Forgetfulness ran in the Huber family in the way of freckles or knock knees or red hair. Josef’s father the head schoolteacher had been absentminded. His students and his drinking buddies had all joked about it. Look at him searching for his pen when it’s right there, tucked behind his ear. He’s misplaced his wallet again, they’d say, and can’t pay for his beer. Even Josef had laughed. But then the old man’s eyes went dark, it seemed to happen all at once, and the jokes didn’t feel right anymore. He was verkalkt, the townspeople said. He shouldn’t have eaten all those egg yolks. He smeared too much pork fat onto his bread. “Who are you?” he’d say when Etta came to visit. “What are you doing in my room?” Other times he reached for her hand. “You never come to see me, it’s been too long,” but he looked at her with frightened eyes because he knew. How lonely it must have been for the old man, who was lost inside his living room.

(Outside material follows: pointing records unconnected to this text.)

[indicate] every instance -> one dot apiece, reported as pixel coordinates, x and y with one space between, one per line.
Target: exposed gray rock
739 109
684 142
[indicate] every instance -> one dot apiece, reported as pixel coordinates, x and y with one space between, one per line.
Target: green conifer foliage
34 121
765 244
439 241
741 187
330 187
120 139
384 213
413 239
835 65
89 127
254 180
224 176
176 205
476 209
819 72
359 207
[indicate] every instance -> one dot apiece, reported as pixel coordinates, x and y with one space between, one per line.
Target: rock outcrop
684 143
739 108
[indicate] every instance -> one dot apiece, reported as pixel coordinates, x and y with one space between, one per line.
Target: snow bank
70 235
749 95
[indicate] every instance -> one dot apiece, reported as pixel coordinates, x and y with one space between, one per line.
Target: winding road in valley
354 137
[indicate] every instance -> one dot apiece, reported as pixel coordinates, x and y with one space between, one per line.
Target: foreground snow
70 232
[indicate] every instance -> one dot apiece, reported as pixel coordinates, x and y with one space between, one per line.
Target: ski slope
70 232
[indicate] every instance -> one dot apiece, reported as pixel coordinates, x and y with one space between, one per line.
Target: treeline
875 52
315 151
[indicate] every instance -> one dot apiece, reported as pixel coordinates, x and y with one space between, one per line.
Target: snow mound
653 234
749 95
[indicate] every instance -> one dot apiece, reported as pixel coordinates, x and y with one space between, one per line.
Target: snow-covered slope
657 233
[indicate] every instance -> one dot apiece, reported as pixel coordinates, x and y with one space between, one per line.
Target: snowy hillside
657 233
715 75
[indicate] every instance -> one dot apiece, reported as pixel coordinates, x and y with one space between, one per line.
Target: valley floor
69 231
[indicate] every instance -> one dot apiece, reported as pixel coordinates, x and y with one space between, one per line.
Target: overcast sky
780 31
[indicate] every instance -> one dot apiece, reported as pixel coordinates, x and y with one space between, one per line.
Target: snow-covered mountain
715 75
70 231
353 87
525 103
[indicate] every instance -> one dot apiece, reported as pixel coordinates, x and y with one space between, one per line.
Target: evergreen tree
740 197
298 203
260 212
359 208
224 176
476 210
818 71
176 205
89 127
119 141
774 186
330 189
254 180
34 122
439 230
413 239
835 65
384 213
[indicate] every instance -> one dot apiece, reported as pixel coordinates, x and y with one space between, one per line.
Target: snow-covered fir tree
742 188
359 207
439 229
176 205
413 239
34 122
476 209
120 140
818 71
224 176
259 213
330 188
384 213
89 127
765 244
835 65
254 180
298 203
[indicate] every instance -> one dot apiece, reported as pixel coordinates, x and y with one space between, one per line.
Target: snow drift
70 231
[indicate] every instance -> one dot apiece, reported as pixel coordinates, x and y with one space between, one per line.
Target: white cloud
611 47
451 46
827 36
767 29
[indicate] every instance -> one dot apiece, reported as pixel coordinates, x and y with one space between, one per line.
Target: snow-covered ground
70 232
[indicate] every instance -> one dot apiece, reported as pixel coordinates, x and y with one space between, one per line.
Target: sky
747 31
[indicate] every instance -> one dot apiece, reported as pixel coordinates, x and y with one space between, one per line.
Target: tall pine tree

Josef came along sometimes, if she pestered him enough, but he didn’t talk to his father and he didn’t reach for him, and when Josef began to forget, she recognized the look in those pale eyes of his. She had never seen the resemblance before, but he looked like his father. He sat just like him in his chair.

“There’s no shame in forgetting things,” she’d say when the lapses came. Josef drew himself straight then and squared his shoulders, and he seemed to grow taller in his anger. “I remember everything,” he told her. “What people said twenty years ago and when they graduated and were married and when they died. Don’t talk to me about forgetting.” Yes, she’d say then, he remembered things she’d forgotten long before, the names of cousins and colleagues and former students and all the dates from the history books. He remembered all the details and wrote them in his journal. He was absentminded is all it was, just like any good teacher should be. And though he nodded at her words, she knew they were no consolation because it was working its way through him. It wound through the Hubers like a black vein, through Josef’s parents and probably his grandparents, too, and up through all the branches of their tree, and it had no name and it had no remedy, this strange forgetting. It was relentless as the sun.

She checked on Josef when she was done with the dishes. He was asleep already in his chair, his journal open in his lap. He’d left his pen on the paper, and the ink bled through the pages. She took it from his hand and capped it.